If I had just one focus and one art medium, I might have been able to confine my work to a contained space, but I do not, which brings me to my current situation—a studio in flux. I’m revamping and taking over 75% of the basement in order to create the new work that I’ve been envisioning for the last few months.
Due to years of my make-do mentality, my studio space and needs have grown piecemeal and helter-skelter over the nine years we’ve been in this house. There was never a plan. I was so busy creating, teaching, and writing how-to books that I just plopped everything anywhere. I knew where everything was, but it was a mess. Not only has the time come for more space and a better setup for working on the new directions and ideas I’ve been exploring, but I also need to bring order to the mess. (Of course, I decided to do this at the same time I was scheduled for carpal tunnel surgery, so the process has been slow going, but it’s going!)

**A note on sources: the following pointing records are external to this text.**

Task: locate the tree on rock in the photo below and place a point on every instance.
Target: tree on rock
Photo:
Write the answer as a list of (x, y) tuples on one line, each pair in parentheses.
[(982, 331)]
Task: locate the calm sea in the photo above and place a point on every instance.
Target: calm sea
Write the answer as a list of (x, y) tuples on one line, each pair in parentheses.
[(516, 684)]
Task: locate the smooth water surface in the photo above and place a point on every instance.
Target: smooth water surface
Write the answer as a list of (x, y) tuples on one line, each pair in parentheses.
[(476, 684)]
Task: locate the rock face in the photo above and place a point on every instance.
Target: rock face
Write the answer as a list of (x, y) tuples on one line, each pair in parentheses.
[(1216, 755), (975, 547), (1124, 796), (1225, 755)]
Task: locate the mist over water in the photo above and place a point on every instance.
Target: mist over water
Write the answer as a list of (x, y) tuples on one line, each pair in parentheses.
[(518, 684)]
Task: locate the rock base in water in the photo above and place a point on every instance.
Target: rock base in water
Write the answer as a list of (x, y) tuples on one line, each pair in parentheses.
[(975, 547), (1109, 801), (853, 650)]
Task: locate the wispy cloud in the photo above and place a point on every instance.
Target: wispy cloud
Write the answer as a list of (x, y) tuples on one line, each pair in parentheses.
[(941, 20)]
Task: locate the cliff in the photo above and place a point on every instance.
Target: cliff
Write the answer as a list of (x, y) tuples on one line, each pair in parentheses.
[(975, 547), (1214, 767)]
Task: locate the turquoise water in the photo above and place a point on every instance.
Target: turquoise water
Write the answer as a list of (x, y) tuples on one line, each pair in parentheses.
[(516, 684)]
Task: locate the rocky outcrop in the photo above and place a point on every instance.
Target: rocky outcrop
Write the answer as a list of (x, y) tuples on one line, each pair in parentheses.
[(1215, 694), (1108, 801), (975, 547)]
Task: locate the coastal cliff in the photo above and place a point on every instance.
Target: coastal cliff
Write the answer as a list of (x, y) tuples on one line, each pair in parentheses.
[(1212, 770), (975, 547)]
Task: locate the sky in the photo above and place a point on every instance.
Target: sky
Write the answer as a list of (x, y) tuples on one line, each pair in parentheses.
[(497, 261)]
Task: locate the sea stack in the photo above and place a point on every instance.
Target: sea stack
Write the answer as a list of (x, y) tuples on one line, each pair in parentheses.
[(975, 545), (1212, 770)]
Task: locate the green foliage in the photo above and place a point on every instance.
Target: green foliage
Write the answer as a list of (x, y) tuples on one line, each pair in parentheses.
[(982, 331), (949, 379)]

An ordered space provides benefits like reduced stress and anxiety, improved focus and productivity, enhanced sense of control, better decision-making, increased creativity, and a more positive overall mood. Clutter and disorganization can be mentally taxing and hinder efficient functioning in daily life.
(Google AI)
Organizing my creative space is the art I am practicing right now. I am also taking a couple of online classes that are out of my comfort zone. In order to create new work, I need to get uncomfortable and explore different methods and materials and new ways of thinking, envisioning, and creating. The process of creating order requires a period of disorder. The goal has never been to have the perfect studio, just the space for a working studio that worked for me. Over the years, I’ve grown as an artist and outgrown many studios. This next one may or may not be the last one, but it’s the right fit for now.
Quotes of the Week
In all chaos there is a cosmos, in all disorder a secret order.
Carl Jung
Chaos does not mean total disorder. Chaos means a multiplicity of possibilities.
Jok Church
People are always looking for the single magic bullet that will completely change everything. There is no single magic bullet. Progress is about bridging the gap between what we observe and what we can imagine — one careful step at a time.
Temple Grandin
I lived in a caravan (trailer) for a few years and also used my bed as a workspace too, but now for the 1st time in my life (I'm 75), I have my own workshop - I hesitate to call it a studio as that makes me think of clear walls with displays of things on them, somewhere more tidy, whereas my workshop has floor to ceiling shelving around most of it, and my big table. It's fantastic!
Still to get my things sorted as they had to be brought there quickly. I do have far too much "stuff" - though don't want to get rid of any of it! - and am so happy with my space! No more clearing off the table because it's needed for something else, everything in one place, can't wait to get it all sorted out, I already love being in it.
I love this story! Mine is messy too and is always in flux. We live part of the year in AZ and that one is much more organized, but still encompasses all parts of the tiny house. We’re buying a bigger house there so the studio will continue to be “adjustable”. You find so much good stuff when you reorganize!